Generating bigWig datasets
We will use NGS: DeepTools → bamCoverage:
Running bamCoverage on a collection of filtered BAM datasets (as before you can select collection by pressing folder () button). Here we set Bin size to 1 so that we can see the high-resolution nature of the ChIP-exo data. Next we set Effective genome size to user specified and enter 12000000 (approximate size of Saccharomyces cerevisiae genome). |
Note that the default behavior of bamCoverage will not perform any pseudo-extensions to the read lengths. In ChIP-seq data, we often apply a pseudo-extension up to the expected ChIP fragment size length, which has the effect of smoothing the data plots. This is not typically appropriate for ChIP-exo data, as the smoothing removes the high-resolution nature of the experimental data. In fact, we often only examine the 5’ coordinate of mapped ChIP-exo reads. However, the default behavior of the bamCoverage tool (i.e. counting the full read length in terms of coverage) is fine for this example.

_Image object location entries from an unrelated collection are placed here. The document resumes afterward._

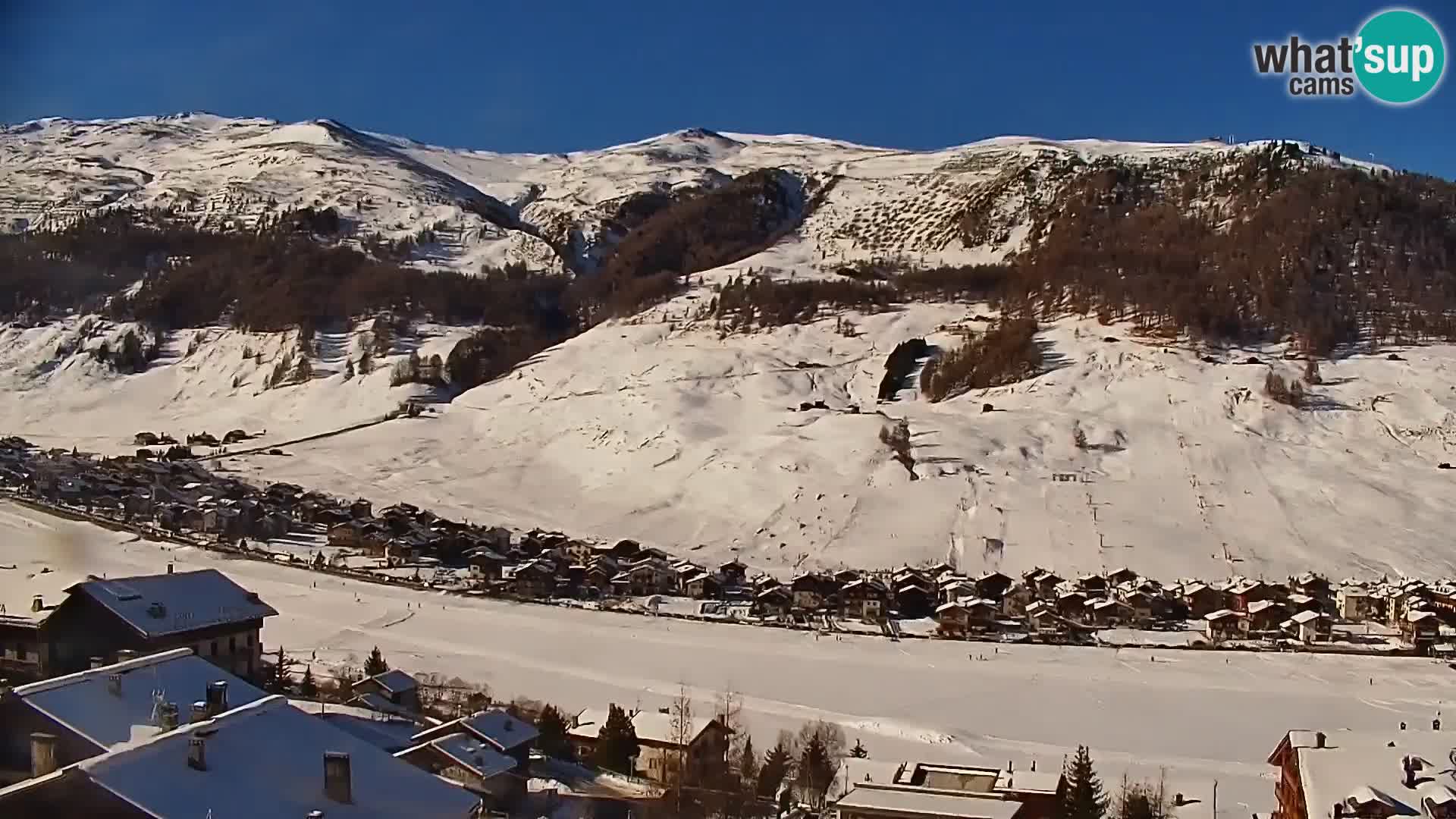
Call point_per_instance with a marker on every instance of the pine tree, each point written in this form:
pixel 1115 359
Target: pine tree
pixel 375 665
pixel 816 771
pixel 617 742
pixel 748 765
pixel 552 726
pixel 1085 798
pixel 775 770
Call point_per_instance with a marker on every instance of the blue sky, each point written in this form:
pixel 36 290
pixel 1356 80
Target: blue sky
pixel 564 76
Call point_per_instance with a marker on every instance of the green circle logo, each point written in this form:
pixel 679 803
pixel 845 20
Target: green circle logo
pixel 1401 55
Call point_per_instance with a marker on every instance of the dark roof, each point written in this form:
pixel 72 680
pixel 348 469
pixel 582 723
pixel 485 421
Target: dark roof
pixel 158 605
pixel 395 681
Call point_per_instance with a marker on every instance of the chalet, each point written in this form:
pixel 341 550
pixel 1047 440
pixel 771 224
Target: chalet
pixel 865 599
pixel 503 732
pixel 651 576
pixel 1312 585
pixel 993 585
pixel 1071 605
pixel 1266 617
pixel 734 573
pixel 535 579
pixel 1421 630
pixel 702 586
pixel 1123 576
pixel 1145 607
pixel 963 617
pixel 1365 774
pixel 1203 599
pixel 261 758
pixel 660 745
pixel 1225 624
pixel 1107 613
pixel 1301 602
pixel 472 764
pixel 625 550
pixel 1250 592
pixel 811 591
pixel 1310 627
pixel 101 618
pixel 392 691
pixel 485 563
pixel 772 602
pixel 1356 604
pixel 1041 618
pixel 1043 583
pixel 913 601
pixel 951 620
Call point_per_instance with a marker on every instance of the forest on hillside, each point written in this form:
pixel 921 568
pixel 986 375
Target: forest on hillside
pixel 1273 246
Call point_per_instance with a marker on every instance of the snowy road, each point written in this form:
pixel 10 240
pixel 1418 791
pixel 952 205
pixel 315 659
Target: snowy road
pixel 1204 716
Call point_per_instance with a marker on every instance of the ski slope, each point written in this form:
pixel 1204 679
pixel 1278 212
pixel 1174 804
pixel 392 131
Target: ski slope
pixel 1201 716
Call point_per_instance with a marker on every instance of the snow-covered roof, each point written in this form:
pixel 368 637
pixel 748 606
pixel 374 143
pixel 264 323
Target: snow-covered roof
pixel 86 704
pixel 267 760
pixel 468 752
pixel 650 726
pixel 1367 767
pixel 395 681
pixel 158 605
pixel 905 799
pixel 495 726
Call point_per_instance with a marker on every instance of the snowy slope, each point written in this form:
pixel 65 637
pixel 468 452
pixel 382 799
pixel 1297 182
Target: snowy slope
pixel 218 171
pixel 915 700
pixel 661 430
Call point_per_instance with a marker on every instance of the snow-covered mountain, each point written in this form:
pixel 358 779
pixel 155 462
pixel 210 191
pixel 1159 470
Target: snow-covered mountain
pixel 667 428
pixel 229 172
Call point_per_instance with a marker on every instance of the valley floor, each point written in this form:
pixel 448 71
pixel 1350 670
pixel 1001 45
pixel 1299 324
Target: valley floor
pixel 1203 716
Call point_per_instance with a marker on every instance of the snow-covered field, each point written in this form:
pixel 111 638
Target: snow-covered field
pixel 1203 716
pixel 673 436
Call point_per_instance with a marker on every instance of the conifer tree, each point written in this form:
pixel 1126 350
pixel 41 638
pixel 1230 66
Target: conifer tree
pixel 375 665
pixel 775 770
pixel 617 742
pixel 1085 798
pixel 552 726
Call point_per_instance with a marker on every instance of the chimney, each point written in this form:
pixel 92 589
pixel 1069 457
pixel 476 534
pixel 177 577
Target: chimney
pixel 216 697
pixel 42 754
pixel 337 784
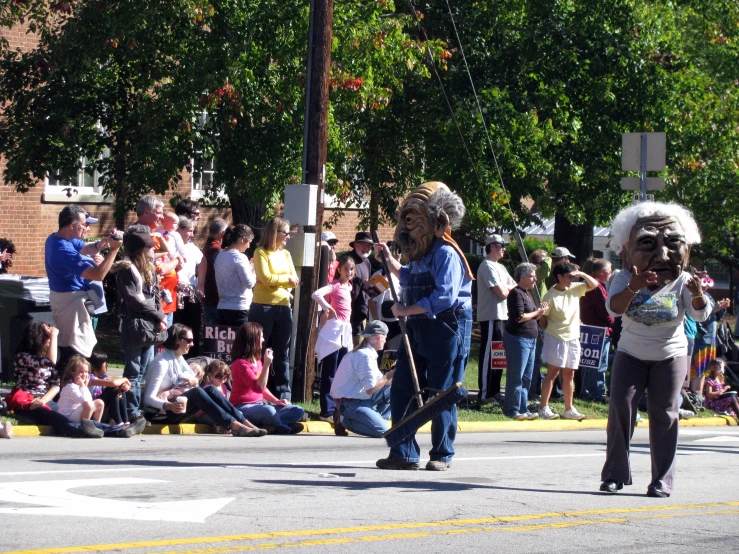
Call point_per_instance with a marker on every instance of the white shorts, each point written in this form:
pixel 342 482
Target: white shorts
pixel 560 353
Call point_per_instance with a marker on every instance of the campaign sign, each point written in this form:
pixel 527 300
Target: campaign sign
pixel 592 340
pixel 217 341
pixel 497 355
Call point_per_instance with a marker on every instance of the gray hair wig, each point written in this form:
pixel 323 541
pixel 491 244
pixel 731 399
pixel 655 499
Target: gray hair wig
pixel 625 220
pixel 448 202
pixel 523 269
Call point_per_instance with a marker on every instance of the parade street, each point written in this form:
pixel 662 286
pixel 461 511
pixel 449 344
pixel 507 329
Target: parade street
pixel 508 492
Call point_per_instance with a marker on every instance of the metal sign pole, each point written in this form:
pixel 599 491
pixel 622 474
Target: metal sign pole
pixel 643 169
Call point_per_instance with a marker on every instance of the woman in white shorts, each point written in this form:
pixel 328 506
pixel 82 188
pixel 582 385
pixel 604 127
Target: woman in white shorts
pixel 561 323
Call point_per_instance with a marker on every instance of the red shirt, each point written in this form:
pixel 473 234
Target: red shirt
pixel 245 389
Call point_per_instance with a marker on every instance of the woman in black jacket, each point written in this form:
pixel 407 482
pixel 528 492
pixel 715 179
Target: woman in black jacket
pixel 138 299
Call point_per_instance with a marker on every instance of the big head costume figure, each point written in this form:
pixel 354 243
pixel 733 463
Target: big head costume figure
pixel 653 236
pixel 430 211
pixel 437 286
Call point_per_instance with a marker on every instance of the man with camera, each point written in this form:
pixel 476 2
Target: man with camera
pixel 70 266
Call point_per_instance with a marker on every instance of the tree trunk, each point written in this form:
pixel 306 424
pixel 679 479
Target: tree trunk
pixel 578 239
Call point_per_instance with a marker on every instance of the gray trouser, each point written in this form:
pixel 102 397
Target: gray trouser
pixel 663 380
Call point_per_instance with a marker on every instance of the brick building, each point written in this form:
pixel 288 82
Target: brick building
pixel 27 219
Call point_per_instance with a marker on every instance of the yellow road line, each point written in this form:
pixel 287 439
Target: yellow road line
pixel 389 527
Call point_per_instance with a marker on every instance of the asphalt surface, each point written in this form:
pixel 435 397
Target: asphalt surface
pixel 530 492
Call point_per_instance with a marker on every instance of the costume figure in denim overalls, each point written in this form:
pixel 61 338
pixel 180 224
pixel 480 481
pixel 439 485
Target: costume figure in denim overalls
pixel 437 301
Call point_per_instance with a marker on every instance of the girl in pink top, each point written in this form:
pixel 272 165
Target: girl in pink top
pixel 249 392
pixel 335 336
pixel 75 400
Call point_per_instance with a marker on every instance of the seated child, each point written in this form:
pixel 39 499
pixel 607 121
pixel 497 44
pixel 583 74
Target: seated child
pixel 108 389
pixel 75 400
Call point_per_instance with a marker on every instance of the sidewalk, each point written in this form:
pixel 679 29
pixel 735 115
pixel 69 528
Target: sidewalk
pixel 323 428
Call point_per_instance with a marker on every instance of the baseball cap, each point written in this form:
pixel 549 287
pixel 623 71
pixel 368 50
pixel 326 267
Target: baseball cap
pixel 374 327
pixel 328 236
pixel 496 239
pixel 561 252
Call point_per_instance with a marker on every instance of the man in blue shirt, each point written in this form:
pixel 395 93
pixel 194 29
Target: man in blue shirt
pixel 70 267
pixel 437 302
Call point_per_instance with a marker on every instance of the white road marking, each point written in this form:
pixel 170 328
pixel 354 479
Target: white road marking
pixel 53 498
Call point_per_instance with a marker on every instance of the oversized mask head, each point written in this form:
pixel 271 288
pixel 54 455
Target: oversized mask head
pixel 657 243
pixel 425 214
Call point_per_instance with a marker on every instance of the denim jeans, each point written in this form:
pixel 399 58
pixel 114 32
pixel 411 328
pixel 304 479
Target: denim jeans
pixel 520 355
pixel 328 372
pixel 61 425
pixel 367 417
pixel 277 326
pixel 266 415
pixel 212 402
pixel 137 359
pixel 594 379
pixel 440 348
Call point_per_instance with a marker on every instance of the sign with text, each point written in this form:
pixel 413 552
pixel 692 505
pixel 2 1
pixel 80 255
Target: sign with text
pixel 217 341
pixel 497 355
pixel 592 340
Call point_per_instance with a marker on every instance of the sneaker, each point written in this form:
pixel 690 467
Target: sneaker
pixel 547 413
pixel 89 429
pixel 391 463
pixel 437 465
pixel 572 413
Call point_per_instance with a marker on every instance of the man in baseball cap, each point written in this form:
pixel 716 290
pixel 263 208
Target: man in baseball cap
pixel 493 285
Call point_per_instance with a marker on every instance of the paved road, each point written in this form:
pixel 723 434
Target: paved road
pixel 508 492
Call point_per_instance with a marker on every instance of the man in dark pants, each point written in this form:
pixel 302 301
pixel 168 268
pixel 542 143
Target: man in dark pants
pixel 361 248
pixel 437 300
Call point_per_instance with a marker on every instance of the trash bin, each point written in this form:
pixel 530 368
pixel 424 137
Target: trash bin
pixel 22 300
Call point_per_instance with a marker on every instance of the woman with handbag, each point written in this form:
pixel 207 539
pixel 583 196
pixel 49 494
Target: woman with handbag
pixel 143 324
pixel 170 374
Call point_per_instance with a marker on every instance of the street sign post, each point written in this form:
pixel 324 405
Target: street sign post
pixel 643 152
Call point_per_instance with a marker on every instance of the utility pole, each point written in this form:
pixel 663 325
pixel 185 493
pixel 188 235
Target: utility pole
pixel 315 140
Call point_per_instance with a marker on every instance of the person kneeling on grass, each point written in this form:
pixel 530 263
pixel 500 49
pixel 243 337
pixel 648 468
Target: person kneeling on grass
pixel 250 394
pixel 360 389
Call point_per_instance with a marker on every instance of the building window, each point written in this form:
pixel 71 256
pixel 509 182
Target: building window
pixel 83 187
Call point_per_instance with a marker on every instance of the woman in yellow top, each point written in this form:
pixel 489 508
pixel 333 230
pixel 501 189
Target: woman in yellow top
pixel 270 305
pixel 561 323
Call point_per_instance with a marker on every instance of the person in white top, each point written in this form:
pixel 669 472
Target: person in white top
pixel 652 295
pixel 361 390
pixel 235 277
pixel 189 307
pixel 493 285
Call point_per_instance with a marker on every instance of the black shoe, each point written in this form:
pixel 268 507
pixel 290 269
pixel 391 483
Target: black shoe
pixel 138 426
pixel 339 429
pixel 611 486
pixel 89 429
pixel 127 432
pixel 391 463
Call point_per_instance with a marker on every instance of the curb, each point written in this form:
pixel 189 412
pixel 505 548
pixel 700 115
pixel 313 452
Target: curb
pixel 323 428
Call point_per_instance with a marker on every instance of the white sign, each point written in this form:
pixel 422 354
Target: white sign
pixel 53 498
pixel 631 151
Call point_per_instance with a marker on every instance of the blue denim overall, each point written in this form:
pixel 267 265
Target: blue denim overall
pixel 440 348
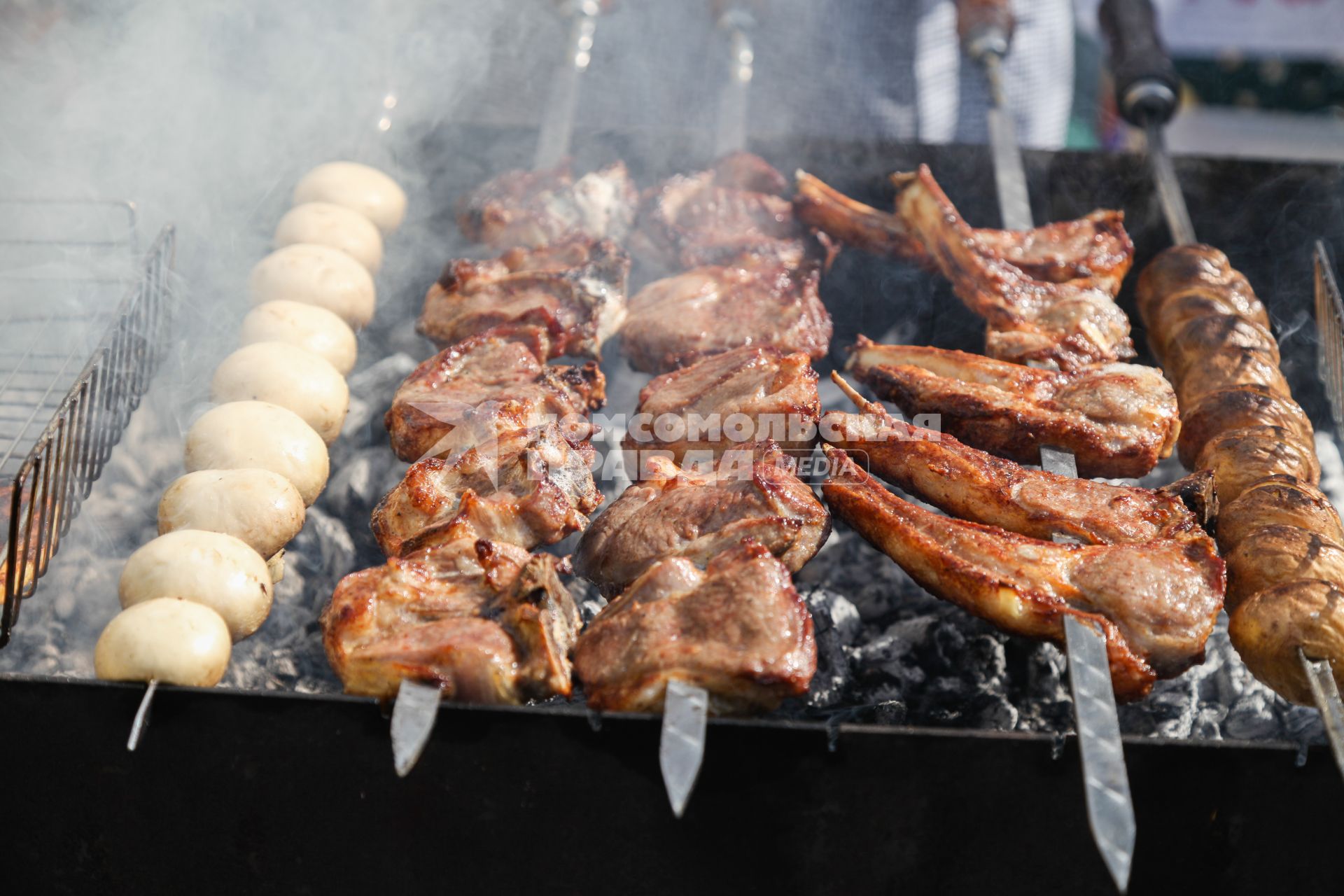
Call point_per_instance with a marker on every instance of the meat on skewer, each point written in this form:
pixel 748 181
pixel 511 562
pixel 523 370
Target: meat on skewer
pixel 484 621
pixel 765 298
pixel 974 485
pixel 1119 419
pixel 1069 324
pixel 713 216
pixel 672 512
pixel 486 386
pixel 545 207
pixel 1281 536
pixel 574 289
pixel 1156 602
pixel 1094 248
pixel 527 488
pixel 724 400
pixel 738 629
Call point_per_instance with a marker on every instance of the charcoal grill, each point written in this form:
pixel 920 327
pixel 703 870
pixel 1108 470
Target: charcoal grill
pixel 293 793
pixel 74 365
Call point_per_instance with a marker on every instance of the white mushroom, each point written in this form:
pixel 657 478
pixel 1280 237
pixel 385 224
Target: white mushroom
pixel 211 568
pixel 258 434
pixel 288 377
pixel 258 507
pixel 359 187
pixel 335 226
pixel 308 327
pixel 316 276
pixel 168 640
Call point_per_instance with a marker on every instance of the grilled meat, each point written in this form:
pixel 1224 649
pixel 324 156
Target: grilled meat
pixel 1273 625
pixel 1070 324
pixel 1094 248
pixel 764 298
pixel 683 514
pixel 1156 602
pixel 488 384
pixel 752 393
pixel 574 289
pixel 542 207
pixel 713 216
pixel 483 620
pixel 1278 500
pixel 974 485
pixel 738 629
pixel 1238 407
pixel 1242 457
pixel 1119 419
pixel 527 488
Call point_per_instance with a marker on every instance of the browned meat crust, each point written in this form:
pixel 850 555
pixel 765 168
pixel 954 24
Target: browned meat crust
pixel 698 407
pixel 673 512
pixel 527 488
pixel 488 384
pixel 483 621
pixel 1070 324
pixel 1278 500
pixel 1242 457
pixel 765 298
pixel 1156 602
pixel 1119 419
pixel 1236 409
pixel 1094 248
pixel 542 207
pixel 979 486
pixel 575 290
pixel 738 629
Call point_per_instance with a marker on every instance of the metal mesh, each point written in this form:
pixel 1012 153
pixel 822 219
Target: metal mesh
pixel 81 331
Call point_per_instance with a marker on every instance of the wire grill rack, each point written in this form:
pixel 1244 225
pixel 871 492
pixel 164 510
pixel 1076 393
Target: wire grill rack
pixel 1329 327
pixel 83 328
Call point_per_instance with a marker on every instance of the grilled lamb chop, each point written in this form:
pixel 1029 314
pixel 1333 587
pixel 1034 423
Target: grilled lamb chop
pixel 542 207
pixel 484 621
pixel 682 514
pixel 1070 324
pixel 488 384
pixel 713 216
pixel 574 289
pixel 699 409
pixel 738 629
pixel 1156 602
pixel 979 486
pixel 764 298
pixel 527 488
pixel 1119 419
pixel 1094 248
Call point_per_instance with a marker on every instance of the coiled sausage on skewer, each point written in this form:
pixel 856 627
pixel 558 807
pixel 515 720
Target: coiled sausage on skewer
pixel 1281 536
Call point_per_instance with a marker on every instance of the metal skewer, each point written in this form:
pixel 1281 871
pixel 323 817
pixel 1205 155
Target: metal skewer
pixel 986 30
pixel 732 132
pixel 141 720
pixel 1329 367
pixel 1147 90
pixel 553 146
pixel 416 707
pixel 414 713
pixel 686 706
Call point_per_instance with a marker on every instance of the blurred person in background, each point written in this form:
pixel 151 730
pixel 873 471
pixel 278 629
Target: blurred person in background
pixel 854 69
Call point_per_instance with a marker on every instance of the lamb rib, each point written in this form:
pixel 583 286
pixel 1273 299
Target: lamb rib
pixel 974 485
pixel 1119 419
pixel 1155 602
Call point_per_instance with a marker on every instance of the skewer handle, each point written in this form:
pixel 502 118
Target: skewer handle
pixel 986 27
pixel 1147 88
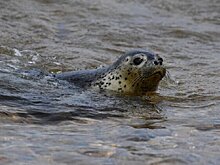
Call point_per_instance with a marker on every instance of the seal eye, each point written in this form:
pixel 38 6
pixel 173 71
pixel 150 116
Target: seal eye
pixel 137 61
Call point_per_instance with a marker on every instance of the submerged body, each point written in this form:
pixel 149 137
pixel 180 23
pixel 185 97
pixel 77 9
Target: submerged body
pixel 136 72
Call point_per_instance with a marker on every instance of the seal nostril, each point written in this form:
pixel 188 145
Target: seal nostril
pixel 156 63
pixel 160 59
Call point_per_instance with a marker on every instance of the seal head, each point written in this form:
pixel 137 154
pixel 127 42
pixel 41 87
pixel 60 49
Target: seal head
pixel 136 72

Displaying coverage tracks in a browser
Now we can display bigWig datasets generated in the previous section in a genome browser. There are a variety of available browsers. In this tutorial we will use the UCSC Browser.
Collection of bigWigs produced by bamCoverage above. Note that in the one expanded dataset (Reb1_R2 ) there is a display at UCSC main link. |
Clicking this link in all four datasets (you will need to expand each dataset by clicking on it. This will expose the UCSC links) and focusing the browser on the RPA14 gene will produce the following image:
Coverage display of one Reb1 replicate at the RPA14 gene. |
Calling peaks
While the peaks shown in the browser screenshot above are pretty clear and consistent across the two replicates, looking at the entire genome in the browser is hardly a sustainable way to identify all peaks. There are several ways for identifying binding events genome-wide. They are summarized in the figure below:
Outline of three ChIP-seq binding event detection methods. Peak-finding methods typically either shift the ChIP-seq tag locations in a 3′ direction by half the expected fragment length, or extend the length of the tag in a 3′ direction to be equal to the expected fragment length. Tags from opposite strands are merged to construct an unstranded tag density landscapes, and binding event locations are predicted from the locations with maximum tag coverage within each region that contains a significant enrichment of ChIP-seq tags (i.e. the peak summit). Peak-pairing methods [e.g. GeneTrack] build similar tag density landscapes, but retain strandedness information and typically do not shift or extend the tag locations. Peak locations are determined on each strand separately, and nearby peaks in the correct stranded orientation within a given distance are paired together. Binding event locations are predicted from the peak-pair midpoint locations. Probabilistic binding detection methods aim to estimate the locations of binding events that could have given rise to the observed ChIP-seq tag locations. These methods begin training with initial guesses of binding event locations and a model of how tags are expected to be distributed around real ChIP-seq binding events. During each training step, every ChIP-seq tag is probabilistically associated with nearby binding events, depending on the distance between the tag and the event location. Given these probabilistic tag assignments, binding event locations are updated to achieve a better fit with their associated tags, and the model of how tags are distributed around binding events is updated to reflect the accumulation of tags around all current binding events. During the training process, binding events with few assigned tags are weeded out of the model, and the process eventually converges to a set of final binding locations. (Figure and legend from Mahony and Pugh:2015). |
In this tutorials we will use the MACS2 peak caller.
How does MACS work?
MACS (or its current version MACS2
) performs several steps for calling peaks from paired treatment/control datasets:
Steps of the MACS workflow (From Feng:2012). |
Here is a concise description of these steps:
- Removing redundancy - MACS retains uniquely mapped reads and removes reads that are repeatedly mapped to the same location. This reduces effects of PCR amplification biases during library preparation.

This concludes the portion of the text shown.